Nas fotos e ilustrações em que aparece a fachada do Theatro São Pedro, o edifício em que eu cresci às vezes dá as caras, no fundo da imagem, como um anônimo intrometido pegando carona na selfie do vizinho famoso.
Cresci ali, no cotovelo que aproxima o São Pedro e a Biblioteca Pública – o segundo prédio sendo muito mais importante do que o primeiro na minha infância e adolescência. Quando o teatro voltou a funcionar, depois de 11 anos fechado, em 1984, eu já estava chegando aos 18 e pronta para ir morar sozinha pela primeira vez. Até então, o prédio que dava as costas para o nosso edifício não passava, para mim, de um casarão abandonado e lúgubre, eternamente cercado por tapumes que eu e meus colegas do Grupo Escolar Menna Barreto Neto fomos convidados, em algum momento, a decorar. Já a Biblioteca tinha sido, durante muitos anos, quase a extensão da minha casa – que, se não contava com muitos livros nas estantes, tinha a vantagem de estar localizada no melhor endereço possível para quem gostava deles.
O teatro de uma cidade, grande ou pequena, é sempre uma promessa de transcendência.
O São Pedro entrou na minha vida bem mais tarde, quando comecei a trabalhar na área de Cultura do jornal e já havia me mudado da Riachuelo. Na memória desses 30 anos de espetáculos, os artistas se misturam, as datas se confundem, as palmas protocolares dividem espaço com aplausos sinceros, lágrimas de pura beleza, risos – e um ou outro cochilo. Tirando os apartamentos em que morei e o jornal onde eu trabalho, não há nenhum outro lugar de Porto Alegre que eu tenha frequentado por tanto tempo e com tanta regularidade quanto a plateia do Theatro São Pedro.
Por esse teatro, passaram os espetáculos e as muitas versões de mim mesma que se sucederam. Da espectadora inexperiente dos primeiros anos ao olhar mais treinado da maturidade, mudei por fora e por dentro.

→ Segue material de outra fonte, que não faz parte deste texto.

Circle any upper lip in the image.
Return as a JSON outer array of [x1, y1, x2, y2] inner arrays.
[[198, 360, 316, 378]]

Passaram as companhias (de teatro) e as companhias (que me acompanhavam) – amigas, namorados, maridos, filha. Mudaram os figurinos, os gostos, as causas – no palco e na plateia. Poderia reconstituir boa parte da minha biografia se tivesse guardado, junto a cada ingresso de espetáculo a que assisti nos últimos 30 anos, uma ou duas linhas sobre o que eu estava sentindo ou pensando pouco antes de as cortinas vermelhas se abrirem e de o lustre de cristal se apagar.

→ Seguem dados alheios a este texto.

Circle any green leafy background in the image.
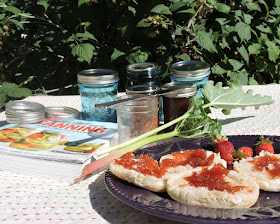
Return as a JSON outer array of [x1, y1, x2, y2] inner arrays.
[[0, 0, 279, 108]]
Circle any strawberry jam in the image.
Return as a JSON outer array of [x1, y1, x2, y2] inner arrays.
[[160, 149, 214, 174], [249, 154, 280, 178], [182, 164, 249, 194], [114, 152, 162, 178]]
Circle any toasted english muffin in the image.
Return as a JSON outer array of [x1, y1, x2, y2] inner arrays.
[[109, 152, 166, 192], [159, 149, 227, 180], [233, 151, 280, 192], [166, 164, 259, 208]]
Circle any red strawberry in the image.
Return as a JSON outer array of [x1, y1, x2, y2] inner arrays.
[[255, 136, 274, 155], [212, 134, 234, 165], [233, 147, 253, 160]]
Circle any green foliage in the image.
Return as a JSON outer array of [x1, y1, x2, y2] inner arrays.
[[202, 81, 274, 114], [175, 97, 222, 139], [0, 82, 32, 108], [0, 0, 279, 103]]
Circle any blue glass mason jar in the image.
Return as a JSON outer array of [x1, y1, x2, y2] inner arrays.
[[77, 69, 119, 122], [169, 61, 210, 98]]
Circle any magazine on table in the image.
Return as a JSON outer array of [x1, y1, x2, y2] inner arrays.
[[0, 119, 118, 164]]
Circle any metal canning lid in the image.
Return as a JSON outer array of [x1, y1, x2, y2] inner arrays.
[[77, 69, 119, 84], [127, 62, 158, 72], [127, 62, 158, 77], [5, 101, 46, 124], [161, 82, 197, 98], [5, 100, 45, 113], [45, 106, 79, 121], [6, 115, 45, 124], [170, 61, 210, 79]]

O São Pedro me localiza no tempo e no espaço. A casa que está completando 160 anos hoje representa, melhor do que qualquer outro endereço ou paisagem, meu lugar no mundo. E não apenas porque frequento a casa há muito tempo ou porque fui sua vizinha quando ainda estava aprendendo a ser gente, mas pelo que essa história de quase dois séculos significa.
O teatro de uma cidade, grande ou pequena, é sempre uma promessa de transcendência. É o lembrete, em vidro, tijolos e madeira, de que a vida não pode ser apenas vidro, tijolos e madeira. É preciso sonhar, contar histórias, ser atravessado pela necessidade das coisas e dos sentimentos que parecem desnecessários. O São Pedro é o lugar da cidade em que a beleza resiste e se impõe. Como se fosse absolutamente necessário. E é.